We will use version 2.8.0 of Kafka. As we’ve done in the article ZIO Kafka: A Practical Streaming Tutorial, we will start the Kafka broker using a Docker container, declared through a docker-compose.yml file:

version: "2"
services:
  zookeeper:
    image: confluentinc/cp-zookeeper:6.2.0
    hostname: zookeeper
    container_name: zookeeper
    ports:
      - "2181:2181"
    environment:
      ZOOKEEPER_CLIENT_PORT: 2181
      ZOOKEEPER_TICK_TIME: 2000

  kafka:
    image: confluentinc/cp-kafka:6.2.0
    hostname: broker
    container_name: broker
    depends_on:
      - zookeeper
    ports:
      - "29092:29092"
      - "9092:9092"
      - "9101:9101"
    environment:
      KAFKA_BROKER_ID: 1
      KAFKA_ZOOKEEPER_CONNECT: "zookeeper:2181"
      KAFKA_LISTENER_SECURITY_PROTOCOL_MAP: PLAINTEXT:PLAINTEXT,PLAINTEXT_HOST:PLAINTEXT
      KAFKA_ADVERTISED_LISTENERS: PLAINTEXT://kafka:29092,PLAINTEXT_HOST://localhost:9092
      KAFKA_OFFSETS_TOPIC_REPLICATION_FACTOR: 1
      KAFKA_TRANSACTION_STATE_LOG_MIN_ISR: 1
      KAFKA_TRANSACTION_STATE_LOG_REPLICATION_FACTOR: 1
      KAFKA_GROUP_INITIAL_REBALANCE_DELAY_MS: 0
      KAFKA_JMX_PORT: 9101
      KAFKA_JMX_HOSTNAME: localhost

Please, refer to the above article for further details on starting the Kafka broker inside Docker.

As usual, we need a use case to work with. We’ll try to model some functions concerning the management of orders in an e-commerce site. During the process, we will use the following types:

object Domain {
  type UserId = String
  type Profile = String
  type Product = String
  type OrderId = String

  case class Order(orderId: OrderId, user: UserId, products: List[Product], amount: Double)
  case class Discount(profile: Profile, amount: Double) // in percentage points
  case class Payment(orderId: OrderId, status: String)
}

To set up the application, we also need to create the Kafka topics we will use. In Scala, we represent the topics’ names as constants:

object Topics {
  final val OrdersByUserTopic = "orders-by-user"
  final val DiscountProfilesByUserTopic = "discount-profiles-by-user"
  final val DiscountsTopic = "discounts"
  final val OrdersTopic = "orders"
  final val PaymentsTopic = "payments"
  final val PaidOrdersTopic = "paid-orders"
}

To create such topics in the broker, we use directly the Kafka clients libraries contained in the Docker image:

kafka-topics \
  --bootstrap-server localhost:9092 \
  --topic orders-by-user \
  --create

kafka-topics \
  --bootstrap-server localhost:9092 \
  --topic discount-profiles-by-user \
  --create \
  --config "cleanup.policy=compact"

kafka-topics \
  --bootstrap-server localhost:9092 \
  --topic discounts \
  --create \
  --config "cleanup.policy=compact"

kafka-topics \
  --bootstrap-server localhost:9092 \
  --topic orders \
  --create

kafka-topics \
  --bootstrap-server localhost:9092 \
  --topic payments \
  --create

kafka-topics \
  --bootstrap-server localhost:9092 \
  --topic paid-orders \
  --create

As we can see, we defined some topics as compact. They are a particular type of topic, and we will introduce them deeper during the article.

Basics

As we said, the Kafka Streams library is a client library, and it manages streams of messages, reading them from topics and writing the results to different topics.
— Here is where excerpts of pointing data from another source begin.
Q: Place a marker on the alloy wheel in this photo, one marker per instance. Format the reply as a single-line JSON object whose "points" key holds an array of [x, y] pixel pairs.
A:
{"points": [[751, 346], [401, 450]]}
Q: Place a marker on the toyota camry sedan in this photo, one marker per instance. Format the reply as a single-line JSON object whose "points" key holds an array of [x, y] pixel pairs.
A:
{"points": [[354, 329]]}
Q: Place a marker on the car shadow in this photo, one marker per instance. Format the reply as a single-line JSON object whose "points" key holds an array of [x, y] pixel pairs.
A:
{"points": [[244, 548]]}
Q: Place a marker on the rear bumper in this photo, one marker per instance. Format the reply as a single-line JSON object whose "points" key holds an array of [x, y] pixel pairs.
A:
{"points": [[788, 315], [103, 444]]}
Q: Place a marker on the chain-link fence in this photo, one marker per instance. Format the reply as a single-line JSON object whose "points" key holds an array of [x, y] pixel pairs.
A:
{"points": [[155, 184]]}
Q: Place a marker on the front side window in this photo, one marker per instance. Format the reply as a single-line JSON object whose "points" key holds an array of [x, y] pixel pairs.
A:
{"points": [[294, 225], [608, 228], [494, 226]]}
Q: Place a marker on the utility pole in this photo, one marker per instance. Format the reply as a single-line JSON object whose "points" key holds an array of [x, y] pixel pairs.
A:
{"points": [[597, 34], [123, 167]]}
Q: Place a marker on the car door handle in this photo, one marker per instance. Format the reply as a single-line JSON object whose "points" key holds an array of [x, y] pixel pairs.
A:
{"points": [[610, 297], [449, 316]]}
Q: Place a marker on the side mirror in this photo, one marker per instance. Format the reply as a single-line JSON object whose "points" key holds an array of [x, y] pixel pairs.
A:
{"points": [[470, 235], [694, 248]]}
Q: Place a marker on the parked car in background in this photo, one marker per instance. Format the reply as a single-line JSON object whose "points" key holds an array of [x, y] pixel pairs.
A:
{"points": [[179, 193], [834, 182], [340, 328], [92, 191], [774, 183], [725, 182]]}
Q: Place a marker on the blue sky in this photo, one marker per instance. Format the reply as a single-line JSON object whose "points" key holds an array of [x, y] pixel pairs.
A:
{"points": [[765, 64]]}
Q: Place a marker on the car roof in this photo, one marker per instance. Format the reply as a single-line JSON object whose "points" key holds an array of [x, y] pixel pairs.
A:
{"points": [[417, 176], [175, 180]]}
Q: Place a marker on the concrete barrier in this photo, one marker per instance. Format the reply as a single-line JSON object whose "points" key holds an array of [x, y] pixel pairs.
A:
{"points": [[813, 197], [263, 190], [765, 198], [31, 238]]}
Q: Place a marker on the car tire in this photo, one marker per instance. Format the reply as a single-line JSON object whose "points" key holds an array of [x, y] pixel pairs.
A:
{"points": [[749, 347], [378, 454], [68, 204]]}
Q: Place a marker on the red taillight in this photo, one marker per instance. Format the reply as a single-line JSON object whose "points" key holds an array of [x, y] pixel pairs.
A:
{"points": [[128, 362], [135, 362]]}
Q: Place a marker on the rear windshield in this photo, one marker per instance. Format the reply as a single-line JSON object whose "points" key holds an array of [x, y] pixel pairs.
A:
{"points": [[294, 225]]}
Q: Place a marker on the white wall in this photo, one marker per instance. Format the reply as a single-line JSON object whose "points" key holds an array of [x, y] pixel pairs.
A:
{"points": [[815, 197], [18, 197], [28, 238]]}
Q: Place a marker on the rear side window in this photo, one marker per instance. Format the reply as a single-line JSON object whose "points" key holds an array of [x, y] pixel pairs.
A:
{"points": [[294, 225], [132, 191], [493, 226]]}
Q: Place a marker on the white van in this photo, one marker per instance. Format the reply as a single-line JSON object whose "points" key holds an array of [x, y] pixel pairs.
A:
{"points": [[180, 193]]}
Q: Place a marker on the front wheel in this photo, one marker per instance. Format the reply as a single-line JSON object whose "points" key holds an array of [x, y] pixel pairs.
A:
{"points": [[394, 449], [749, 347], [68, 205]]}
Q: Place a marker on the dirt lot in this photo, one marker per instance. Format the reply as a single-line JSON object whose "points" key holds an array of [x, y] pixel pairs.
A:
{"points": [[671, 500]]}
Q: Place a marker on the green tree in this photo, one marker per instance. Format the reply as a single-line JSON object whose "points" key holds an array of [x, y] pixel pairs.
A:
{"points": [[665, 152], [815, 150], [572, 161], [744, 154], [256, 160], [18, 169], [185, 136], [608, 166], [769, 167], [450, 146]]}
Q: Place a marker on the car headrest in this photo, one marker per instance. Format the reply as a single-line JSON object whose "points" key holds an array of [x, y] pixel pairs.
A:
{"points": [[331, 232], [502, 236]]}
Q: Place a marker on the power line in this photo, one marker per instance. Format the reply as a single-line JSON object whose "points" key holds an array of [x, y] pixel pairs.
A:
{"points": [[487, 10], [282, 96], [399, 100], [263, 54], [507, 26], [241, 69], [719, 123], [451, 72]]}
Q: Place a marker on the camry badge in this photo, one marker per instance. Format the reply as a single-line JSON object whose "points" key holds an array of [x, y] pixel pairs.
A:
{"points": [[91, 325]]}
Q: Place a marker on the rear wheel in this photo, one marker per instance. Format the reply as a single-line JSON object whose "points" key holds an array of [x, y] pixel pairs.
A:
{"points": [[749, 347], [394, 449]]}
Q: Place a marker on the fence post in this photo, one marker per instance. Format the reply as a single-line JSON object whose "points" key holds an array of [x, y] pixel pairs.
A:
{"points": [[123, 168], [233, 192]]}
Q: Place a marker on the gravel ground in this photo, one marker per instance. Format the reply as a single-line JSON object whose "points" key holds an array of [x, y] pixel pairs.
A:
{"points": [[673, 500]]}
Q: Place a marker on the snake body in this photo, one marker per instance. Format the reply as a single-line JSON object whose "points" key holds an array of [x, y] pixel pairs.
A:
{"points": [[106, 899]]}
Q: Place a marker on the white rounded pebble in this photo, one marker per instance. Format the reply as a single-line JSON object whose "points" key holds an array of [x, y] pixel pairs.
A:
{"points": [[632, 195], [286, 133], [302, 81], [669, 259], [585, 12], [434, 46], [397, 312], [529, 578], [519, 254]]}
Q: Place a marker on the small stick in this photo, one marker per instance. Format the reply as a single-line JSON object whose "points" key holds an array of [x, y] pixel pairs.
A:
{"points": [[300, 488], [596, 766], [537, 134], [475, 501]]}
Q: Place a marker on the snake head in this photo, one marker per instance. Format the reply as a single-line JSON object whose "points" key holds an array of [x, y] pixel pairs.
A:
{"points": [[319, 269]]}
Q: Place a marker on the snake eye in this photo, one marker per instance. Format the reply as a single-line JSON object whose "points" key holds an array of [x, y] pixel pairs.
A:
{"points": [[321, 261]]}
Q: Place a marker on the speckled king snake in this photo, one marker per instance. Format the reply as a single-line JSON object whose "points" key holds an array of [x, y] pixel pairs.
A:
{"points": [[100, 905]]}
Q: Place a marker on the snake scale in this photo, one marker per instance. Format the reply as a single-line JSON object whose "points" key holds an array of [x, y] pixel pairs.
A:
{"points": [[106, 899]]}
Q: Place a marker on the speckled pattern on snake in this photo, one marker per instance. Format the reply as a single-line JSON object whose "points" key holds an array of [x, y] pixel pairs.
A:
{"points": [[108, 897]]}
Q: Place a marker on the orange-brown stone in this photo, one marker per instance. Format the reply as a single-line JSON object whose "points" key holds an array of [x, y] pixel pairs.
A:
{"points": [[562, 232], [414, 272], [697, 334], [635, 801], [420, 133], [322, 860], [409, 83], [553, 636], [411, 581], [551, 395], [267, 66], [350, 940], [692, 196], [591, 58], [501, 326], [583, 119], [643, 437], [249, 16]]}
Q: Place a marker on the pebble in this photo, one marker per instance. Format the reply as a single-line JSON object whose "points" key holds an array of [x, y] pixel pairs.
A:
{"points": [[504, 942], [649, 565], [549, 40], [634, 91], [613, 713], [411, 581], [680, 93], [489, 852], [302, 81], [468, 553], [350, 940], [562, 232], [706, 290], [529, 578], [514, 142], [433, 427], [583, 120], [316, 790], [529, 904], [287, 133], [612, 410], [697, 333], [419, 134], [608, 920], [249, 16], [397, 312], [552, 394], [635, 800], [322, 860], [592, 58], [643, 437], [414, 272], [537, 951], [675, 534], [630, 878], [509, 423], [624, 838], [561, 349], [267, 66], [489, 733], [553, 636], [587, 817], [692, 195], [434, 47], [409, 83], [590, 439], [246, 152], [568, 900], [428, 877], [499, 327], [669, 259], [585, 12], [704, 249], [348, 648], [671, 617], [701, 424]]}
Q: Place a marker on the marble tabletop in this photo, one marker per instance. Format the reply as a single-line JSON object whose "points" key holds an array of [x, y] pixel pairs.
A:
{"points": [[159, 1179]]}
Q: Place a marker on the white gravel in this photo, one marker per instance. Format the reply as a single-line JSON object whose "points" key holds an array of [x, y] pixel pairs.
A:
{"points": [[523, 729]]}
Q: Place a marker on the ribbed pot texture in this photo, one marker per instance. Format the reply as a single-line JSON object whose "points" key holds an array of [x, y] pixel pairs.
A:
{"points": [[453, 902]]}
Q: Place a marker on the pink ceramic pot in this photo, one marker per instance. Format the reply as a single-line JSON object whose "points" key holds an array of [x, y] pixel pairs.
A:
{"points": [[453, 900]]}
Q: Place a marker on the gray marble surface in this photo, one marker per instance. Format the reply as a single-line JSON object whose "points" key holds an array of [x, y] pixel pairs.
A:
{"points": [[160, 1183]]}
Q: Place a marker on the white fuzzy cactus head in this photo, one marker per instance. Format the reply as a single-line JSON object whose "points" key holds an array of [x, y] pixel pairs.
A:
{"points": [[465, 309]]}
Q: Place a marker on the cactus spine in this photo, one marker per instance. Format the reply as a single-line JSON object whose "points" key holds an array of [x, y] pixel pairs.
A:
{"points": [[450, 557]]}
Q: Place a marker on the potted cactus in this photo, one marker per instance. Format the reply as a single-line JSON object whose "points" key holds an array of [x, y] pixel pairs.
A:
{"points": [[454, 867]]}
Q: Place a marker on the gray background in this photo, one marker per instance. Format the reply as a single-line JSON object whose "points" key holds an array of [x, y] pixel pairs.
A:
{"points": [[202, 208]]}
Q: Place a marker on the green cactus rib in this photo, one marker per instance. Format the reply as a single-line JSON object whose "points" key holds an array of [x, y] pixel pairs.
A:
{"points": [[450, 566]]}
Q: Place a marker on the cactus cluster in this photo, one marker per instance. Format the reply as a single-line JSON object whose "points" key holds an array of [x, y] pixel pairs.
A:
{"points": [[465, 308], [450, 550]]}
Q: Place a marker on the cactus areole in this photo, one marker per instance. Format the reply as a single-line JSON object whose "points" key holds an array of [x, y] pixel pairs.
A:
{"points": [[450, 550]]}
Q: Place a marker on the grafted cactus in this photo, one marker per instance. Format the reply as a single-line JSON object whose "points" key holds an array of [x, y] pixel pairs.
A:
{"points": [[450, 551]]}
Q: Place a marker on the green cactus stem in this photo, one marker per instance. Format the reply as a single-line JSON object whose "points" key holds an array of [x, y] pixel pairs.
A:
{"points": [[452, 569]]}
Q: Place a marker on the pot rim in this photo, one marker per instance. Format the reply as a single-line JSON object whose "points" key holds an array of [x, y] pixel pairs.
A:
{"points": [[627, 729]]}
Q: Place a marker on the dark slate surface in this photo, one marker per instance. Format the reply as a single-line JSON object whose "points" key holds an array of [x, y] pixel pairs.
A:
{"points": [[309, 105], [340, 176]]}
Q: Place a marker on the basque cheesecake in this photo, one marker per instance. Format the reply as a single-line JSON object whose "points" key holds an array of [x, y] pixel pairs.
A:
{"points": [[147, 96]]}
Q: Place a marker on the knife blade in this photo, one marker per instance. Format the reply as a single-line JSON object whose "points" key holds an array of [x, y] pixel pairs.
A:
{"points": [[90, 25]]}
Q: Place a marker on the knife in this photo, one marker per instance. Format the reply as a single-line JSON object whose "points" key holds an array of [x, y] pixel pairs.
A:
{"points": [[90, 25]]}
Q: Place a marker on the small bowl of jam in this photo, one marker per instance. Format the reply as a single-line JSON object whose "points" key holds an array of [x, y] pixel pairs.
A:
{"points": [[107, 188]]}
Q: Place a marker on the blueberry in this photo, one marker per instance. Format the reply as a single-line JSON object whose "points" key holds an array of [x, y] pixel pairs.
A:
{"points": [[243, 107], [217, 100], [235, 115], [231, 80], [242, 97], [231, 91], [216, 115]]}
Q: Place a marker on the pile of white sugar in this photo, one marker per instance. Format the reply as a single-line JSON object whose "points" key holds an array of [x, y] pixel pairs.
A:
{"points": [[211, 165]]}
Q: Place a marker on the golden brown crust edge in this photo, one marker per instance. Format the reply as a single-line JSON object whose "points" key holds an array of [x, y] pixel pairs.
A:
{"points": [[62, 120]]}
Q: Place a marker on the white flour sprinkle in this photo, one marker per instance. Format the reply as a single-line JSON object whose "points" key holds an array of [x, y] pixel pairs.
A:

As we should know, we build streaming applications around three concepts: sources, flows (or pipes), and sinks. Often, we represent streams as a series of tokens, generated by a source, transformed by flows and consumed by sinks:

Naive stream diagram

A sources generate the elements that are handled in the stream - here they are the messages read from the topic.

A flow is nothing more than a transformation applied to every token. In functional programming, we represent flows using functions such as map, filter, flatMap, and so on.

Last but not least, a sink is where messages are consumed. After a sink, they don’t exist anymore. In Kafka Streams, sinks can consume messages to a Kafka topic or use anything other technology (i.e., the standard output, a database, etc.)

In Kafka Streams’ jargon, both source, flow, and sink are called stream processors. A streaming application is nothing more than a graph where each node is a processor, and edges are called streams. We can call such a graph a topology.

Kafka Streams topology

So, with these bullets in our Kafka gun, let’s proceed diving a little deeper into how we can implement some functionalities of our use case scenario using the Kafka Streams library.

Messages Serialization and Deserialization

If we want to create any structure on top of Kafka topics, such as stream, we need a standard way to serialize objects into a topic and deserialize messages from topic to objects. The Kafka Streams library uses the so-called Serde type.

What’s a Serde? The Serde word stands for Serializer and Deserializer. A Serde provides the logic to read and write a message from and to a Kafka topic.

So, if we have a Serde[R] instance, we can deserialize and serialize objects of the type R. In this article, we will use JSON format for the payload of Kafka messages. In Scala, one of the most used libraries to marshall and unmarshall JSON into objects is circe. We already talked about circe in the post http4s: Unleashing the Power of HTTP APIs Library, when we used it together with the http4s library.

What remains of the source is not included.